Having made my defense through the prosecution’s witnesses, I elected not to call any witnesses and thereby secured the last argument. I made the most of it knowing the prosecutor wouldn’t get a chance to respond. It’s always a good idea to tell the jury whenever somebody gives you a good jury argument, it makes the argument sound less lawyerly and more common sense not to mention a little humility goes a long way in the courtroom. I gave Molly the credit she was due and told the jury, “Now, I admit I know next to nothing about women’s high heeled shoes, but thank God, my secretary Molly does. She’s not only an authority on women’s high heel shoes but also on a TV show called Sex in the City. She says she watched every episode and knew right off the shoes shown in the Special Agent’s photographs of the defendant’s bedroom closet were Manolo Blahnik. She knew because they were featured on the show as a recurring theme episode after episode. Coveted because they cost upwards of a thousand dollars a pair. No wonder Molly says no woman in their right mind would ever leave a pair of Manolo Blahnik high heeled shoes behind to burn up in a house fire.” I also knew I had a not guilty verdict as soon I saw every woman on the jury nod in agreement. Since I had the last argument, the prosecutor couldn’t respond.

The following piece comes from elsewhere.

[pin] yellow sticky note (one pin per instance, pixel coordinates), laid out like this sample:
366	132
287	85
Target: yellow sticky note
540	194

But this isn’t a story about a trial victory in an arson case, it’s a story about how important my relationship with Molly was to me and my practice. She not only lifted me up being my biggest cheerleader, she was also the anchor that tethered me most securely to the ground. Her intelligence and wit were as much a part of my success as my own. And, to top it off, her good nature made practicing law fun. The point of this story is, if I only expected my staff to do what I told them to do, I’d have missed out on everything Molly offered to take my practice to the next level. Next time, instead of asking your staff for a cup of coffee, ask them to sit down and drink a cup with you, ask them how they’re doing, for their opinions about the work you’re doing, and how they can help. You may find your practice excelling when your staff starts working with, not for you.